The example code below does this, first grouping by year and country, then
calculating the weighted mean for math, reading, and science. This can be
done using the student weight variable stu_wgt, to get the survey weighted
mean. The minimum and maximum are then calculated.
Examples
pisa
#> # A tibble: 433 × 11
#> country year math_mean math_min math_max read_mean read_min read_max
#> <fct> <int> <dbl> <dbl> <dbl> <dbl> <dbl> <dbl>
#> 1 ALB 2000 395. 27.4 722. 354. 59.7 640.
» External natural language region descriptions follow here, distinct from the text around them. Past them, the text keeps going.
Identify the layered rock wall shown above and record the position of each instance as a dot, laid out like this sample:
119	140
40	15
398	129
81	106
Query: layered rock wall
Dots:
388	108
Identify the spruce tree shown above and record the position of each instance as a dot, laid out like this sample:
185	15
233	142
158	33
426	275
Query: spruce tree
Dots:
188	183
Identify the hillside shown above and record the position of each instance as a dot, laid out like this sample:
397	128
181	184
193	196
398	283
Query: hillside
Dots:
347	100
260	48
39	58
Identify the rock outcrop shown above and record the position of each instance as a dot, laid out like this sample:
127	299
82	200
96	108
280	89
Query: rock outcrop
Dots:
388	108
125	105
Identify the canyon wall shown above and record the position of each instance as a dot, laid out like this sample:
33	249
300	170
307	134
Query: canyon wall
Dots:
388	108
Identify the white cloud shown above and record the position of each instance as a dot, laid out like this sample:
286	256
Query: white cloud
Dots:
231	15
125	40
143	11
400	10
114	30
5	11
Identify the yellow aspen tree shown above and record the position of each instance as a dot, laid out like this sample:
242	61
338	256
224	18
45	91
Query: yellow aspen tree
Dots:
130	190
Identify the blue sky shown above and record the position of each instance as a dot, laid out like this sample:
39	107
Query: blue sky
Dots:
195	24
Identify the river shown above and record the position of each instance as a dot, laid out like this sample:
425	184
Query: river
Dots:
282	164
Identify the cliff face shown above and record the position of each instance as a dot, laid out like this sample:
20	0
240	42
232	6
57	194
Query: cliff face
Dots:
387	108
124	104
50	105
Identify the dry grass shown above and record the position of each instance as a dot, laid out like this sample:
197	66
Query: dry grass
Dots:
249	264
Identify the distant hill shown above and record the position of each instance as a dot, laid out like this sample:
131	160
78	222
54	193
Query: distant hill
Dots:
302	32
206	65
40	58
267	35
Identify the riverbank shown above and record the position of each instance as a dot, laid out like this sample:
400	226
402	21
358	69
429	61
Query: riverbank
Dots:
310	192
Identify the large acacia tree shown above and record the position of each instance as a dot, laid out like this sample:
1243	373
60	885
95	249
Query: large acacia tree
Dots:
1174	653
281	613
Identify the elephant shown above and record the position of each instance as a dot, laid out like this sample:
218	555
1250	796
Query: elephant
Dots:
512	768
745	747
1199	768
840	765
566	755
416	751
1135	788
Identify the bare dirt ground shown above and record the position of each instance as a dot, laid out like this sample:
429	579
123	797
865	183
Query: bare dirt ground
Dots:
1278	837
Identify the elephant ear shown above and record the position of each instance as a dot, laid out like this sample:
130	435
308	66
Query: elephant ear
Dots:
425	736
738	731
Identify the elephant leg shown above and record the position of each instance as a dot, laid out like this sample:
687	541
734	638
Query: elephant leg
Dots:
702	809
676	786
#> 2 ALB 2009 377. 79.6 706. 385. 17.0 662.
#> 3 ALB 2012 395. 62.4 688. 394. 0.0834 742.
#> 4 ALB 2015 412. 122. 711. 405. 93.6 825.
#> 5 ALB 2018 437. 96.5 789. 405. 152. 693.
#> 6 ARE 2009 421. 57.8 768. 431. 48.1 772.
#> 7 ARE 2012 434. 138. 862. 442. 75.5 785.
#> 8 ARE 2015 427. 91.8 793. 432. 54.4 827.
#> 9 ARE 2018 437. 87.6 865. 431. 84.0 814.
#> 10 ARG 2000 385. 16.0 675. 417. 84.2 761.
#> # ℹ 423 more rows
#> # ℹ 3 more variables: science_mean <dbl>, science_min <dbl>, science_max <dbl>
library(dplyr)
# Let's identify
#1. The **key**, the individual, who would have repeated measurements.
#2. The **index**, the time component.
#3. The **regularity** of the time interval (index).
# Here it looks like the key is the student_id, which is nested within
# school_id #' and country,
# And the index is year, so we would write the following
as_tsibble(pisa,
key = country,
index = year)
#> # A tsibble: 433 x 11 [3Y]
#> # Key: country [100]
#> country year math_mean math_min math_max read_mean read_min read_max
#> <fct> <int> <dbl> <dbl> <dbl> <dbl> <dbl> <dbl>
#> 1 ALB 2000 395. 27.4 722. 354. 59.7 640.
#> 2 ALB 2009 377. 79.6 706. 385. 17.0 662.
#> 3 ALB 2012 395. 62.4 688. 394. 0.0834 742.
#> 4 ALB 2015 412. 122. 711. 405. 93.6 825.
#> 5 ALB 2018 437. 96.5 789. 405. 152. 693.
#> 6 ARE 2009 421. 57.8 768. 431. 48.1 772.
#> 7 ARE 2012 434. 138. 862. 442. 75.5 785.
#> 8 ARE 2015 427. 91.8 793. 432. 54.4 827.
#> 9 ARE 2018 437. 87.6 865. 431. 84.0 814.
#> 10 ARG 2000 385. 16.0 675. 417. 84.2 761.
#> # ℹ 423 more rows
#> # ℹ 3 more variables: science_mean <dbl>, science_min <dbl>, science_max <dbl>
# We can assess the regularity of the year like so:
index_regular(pisa, year)
#> [1] TRUE
index_summary(pisa, year)
#> Min. 1st Qu. Median Mean 3rd Qu. Max.
#> 2000 2004 2009 2009 2014 2018
# We can now convert this into a `tsibble`:
pisa_ts <- as_tsibble(pisa,
key = country,
index = year,
regular = TRUE)
pisa_ts
#> # A tsibble: 433 x 11 [3Y]
#> # Key: country [100]
#> country year math_mean math_min math_max read_mean read_min read_max
#> <fct> <int> <dbl> <dbl> <dbl> <dbl> <dbl> <dbl>
#> 1 ALB 2000 395. 27.4 722. 354. 59.7 640.
#> 2 ALB 2009 377. 79.6 706. 385. 17.0 662.
#> 3 ALB 2012 395. 62.4 688. 394. 0.0834 742.
#> 4 ALB 2015 412. 122. 711. 405. 93.6 825.
#> 5 ALB 2018 437. 96.5 789. 405. 152. 693.
#> 6 ARE 2009 421. 57.8 768. 431. 48.1 772.
#> 7 ARE 2012 434. 138. 862. 442. 75.5 785.
#> 8 ARE 2015 427. 91.8 793. 432. 54.4 827.
#> 9 ARE 2018 437. 87.6 865. 431. 84.0 814.
#> 10 ARG 2000 385. 16.0 675. 417. 84.2 761.
#> # ℹ 423 more rows
#> # ℹ 3 more variables: science_mean <dbl>, science_min <dbl>, science_max <dbl>
pisa_ts_au_nz <- pisa_ts %>% filter(country %in% c("AUS", "NZL", "QAT"))
library(ggplot2)
ggplot(pisa_ts_au_nz,
aes(x = year,
y = math_mean,
group = country,
colour = country)) +
geom_ribbon(aes(ymin = math_min,
ymax = math_max),
fill = "grey70") +
geom_line(size = 1) +
lims(y = c(0, 1000)) +
labs(y = "math") +
facet_wrap(~country)
#> Warning: Using `size` aesthetic for lines was deprecated in ggplot2 3.4.0.
#> ℹ Please use `linewidth` instead.